Characterization of Infants’ General Movements Using a Commercial RGB-Depth Sensor and a Deep Neural Network Tracking Processing Tool: An Exploratory Study
Round 1
Reviewer 1 Report
The main concern of the reviewer is that the authors need to introduce the technical novelties more clearly. The method is a combination of existing techniques, then what are the novelty of this paper?A paper on multiple modal survey is relevant to this paper, which needs to be discussed Human action recognition from various data modalities: A review
Author Response
Please see the attachment
Author Response File: Author Response.pdf
Reviewer 2 Report
This article seems to have done a lot of work, and although the algorithm seems to be relatively simple, the research topic is very meaningful and make sense.
However, the problem is that the structure of the article needs to be revised, the second chapter is confusing, and the experimental part lacks quantitative indicators.
Author Response
Please see the attachment
Author Response File: Author Response.pdf
Reviewer 3 Report
The goal of the paper is to develop the characterization of infants’ general movements using a commercial RGB-Depth sensor and a deep neural network tracking processing tool. Overall, the paper presents the in-depth results of the study, but it lacks to provide sufficient details about the deep neural network tracking processing tool.
Authors should provide a clear goal of their research in the abstract. Currently, the abstract describes the work, but no clear statement would point out the paper's main goal.

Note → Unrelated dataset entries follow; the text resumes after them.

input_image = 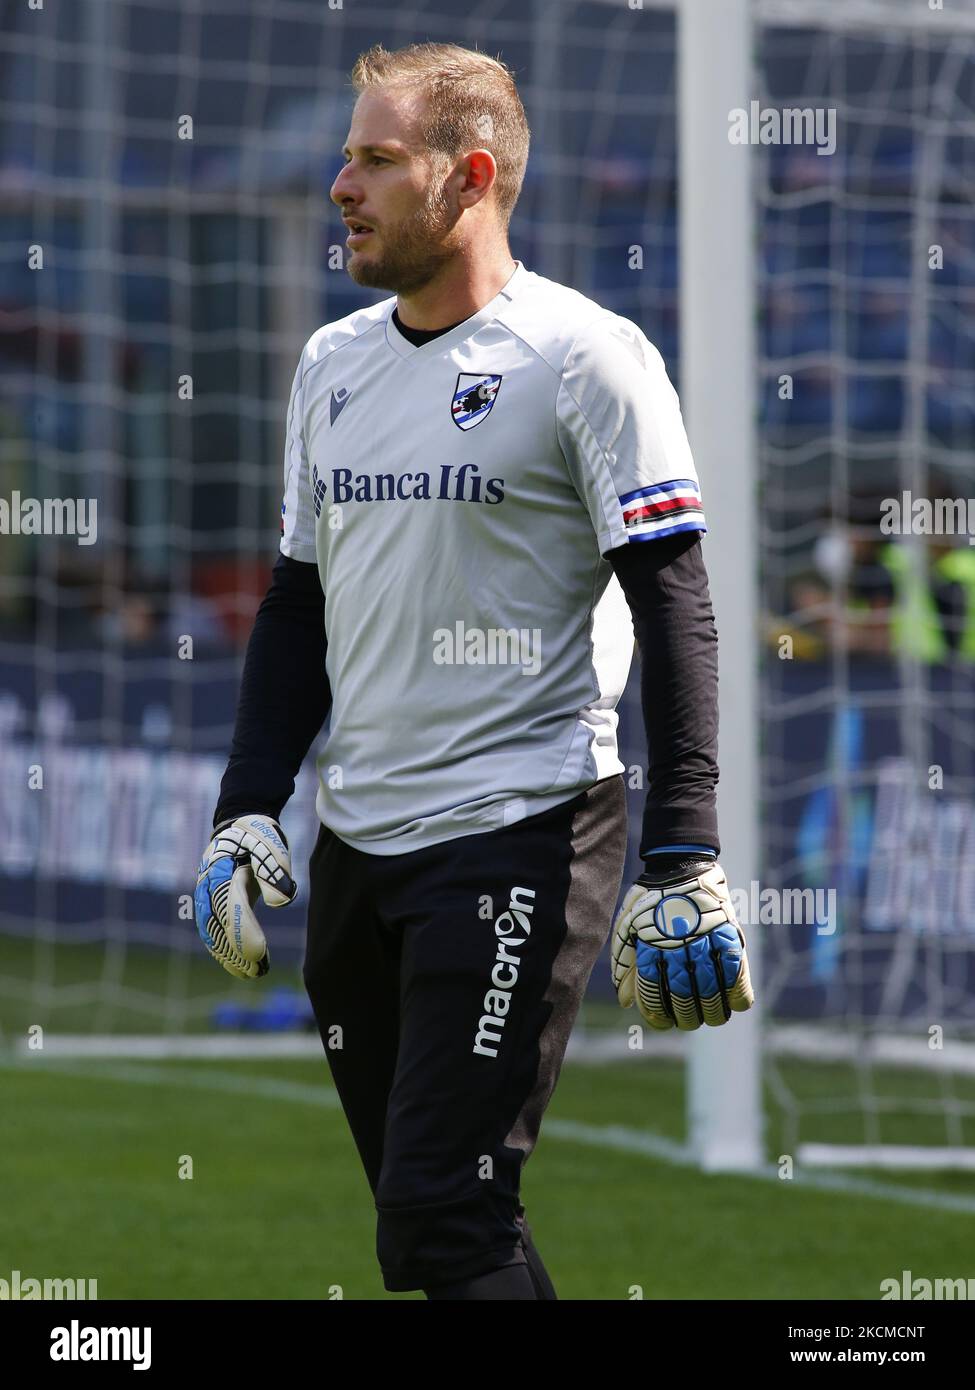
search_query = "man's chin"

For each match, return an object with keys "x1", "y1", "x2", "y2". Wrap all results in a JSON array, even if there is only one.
[
  {"x1": 345, "y1": 241, "x2": 453, "y2": 294},
  {"x1": 346, "y1": 252, "x2": 392, "y2": 290}
]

In the abstract, the authors state, “A custom algorithm was developed to estimate the 3D PoI using depth data.” However, the text of the paper does not elaborate sufficiently on the custom algorithm since the authors state that they use “a well-established deep learning algorithm for motion tracking”. So, it is not clear if the algorithm is custom or well-established.
A clear elaboration of the research gap in terms of previous research and the paper's contribution in that direction is lacking in the introduction. It should be added with the references of previous work most relevant to the research gap.

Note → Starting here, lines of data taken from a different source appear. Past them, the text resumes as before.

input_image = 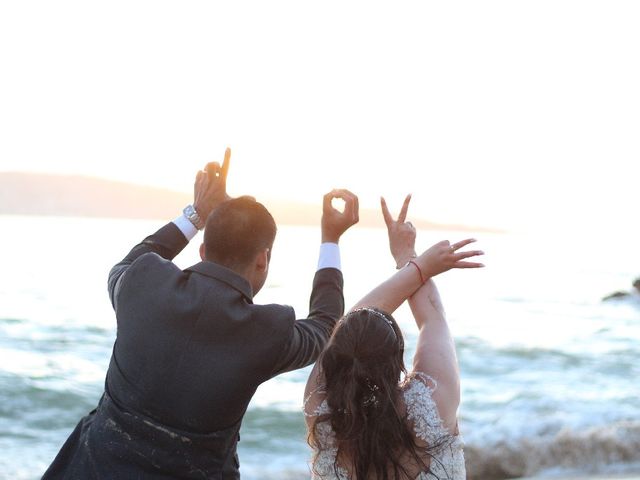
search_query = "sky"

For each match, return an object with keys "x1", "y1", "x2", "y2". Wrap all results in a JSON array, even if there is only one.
[{"x1": 0, "y1": 1, "x2": 639, "y2": 234}]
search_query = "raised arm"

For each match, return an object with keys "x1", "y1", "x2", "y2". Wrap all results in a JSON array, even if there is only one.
[
  {"x1": 409, "y1": 278, "x2": 459, "y2": 433},
  {"x1": 108, "y1": 148, "x2": 232, "y2": 309},
  {"x1": 409, "y1": 243, "x2": 481, "y2": 433},
  {"x1": 379, "y1": 197, "x2": 483, "y2": 432},
  {"x1": 350, "y1": 195, "x2": 483, "y2": 314},
  {"x1": 304, "y1": 195, "x2": 484, "y2": 422},
  {"x1": 272, "y1": 189, "x2": 359, "y2": 376}
]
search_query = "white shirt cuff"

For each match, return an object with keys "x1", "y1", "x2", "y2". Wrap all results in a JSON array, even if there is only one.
[
  {"x1": 172, "y1": 214, "x2": 199, "y2": 241},
  {"x1": 317, "y1": 243, "x2": 341, "y2": 271}
]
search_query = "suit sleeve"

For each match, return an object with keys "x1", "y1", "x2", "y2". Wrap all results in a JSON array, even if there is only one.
[
  {"x1": 108, "y1": 222, "x2": 189, "y2": 310},
  {"x1": 269, "y1": 267, "x2": 344, "y2": 376}
]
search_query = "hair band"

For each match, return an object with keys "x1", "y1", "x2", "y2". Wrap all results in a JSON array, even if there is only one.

The authors should elaborate on the paper's content at the end of the introduction.
The authors mention Matlab at the end of the paper, but it is not mentioned in the text, so this should be elaborated on.

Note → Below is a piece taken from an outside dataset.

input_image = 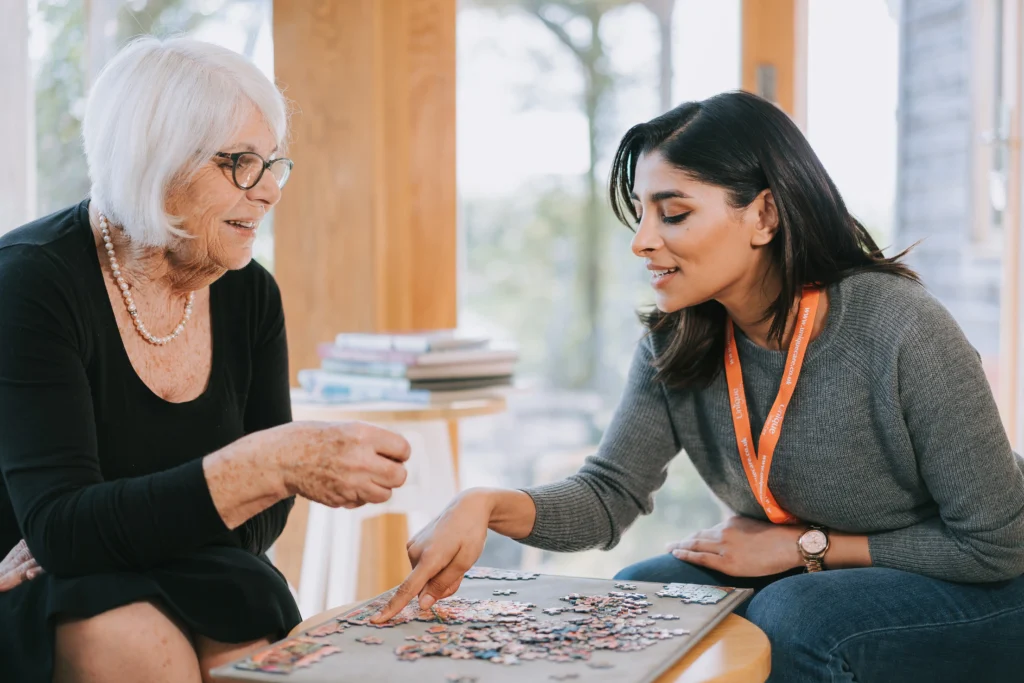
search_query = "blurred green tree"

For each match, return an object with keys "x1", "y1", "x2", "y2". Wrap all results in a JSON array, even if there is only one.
[{"x1": 467, "y1": 0, "x2": 676, "y2": 390}]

It seems that the abbreviation ML has been used for different terms, both for machine learning (e.g. “In this work, we applied an ML method to the RGB images”) and for the term markerless (ML). This should be clarified.
The content of Figure 1 (Figure 1. Block diagram of the proposed ML-based method.) is oversimplified; it should be more detailed. Besides, is the ML-based term in the title of Figure 1 referring to machine learning of markerless?
There are no sufficient details about the algorithm in sub-chapter B. 2D Tracking algorithm.
Prepare the text in Lines 162-182 more professionally since using bullets here makes it hard to read.
Line 192. “The performance of the ML method described above”. Is this referring to machine learning or the markerless method?
Lines 207-208 – Authors already propose a new measurement here but do not provide information about it. Currently, from the text, it is not clear that the new measurement is being proposed.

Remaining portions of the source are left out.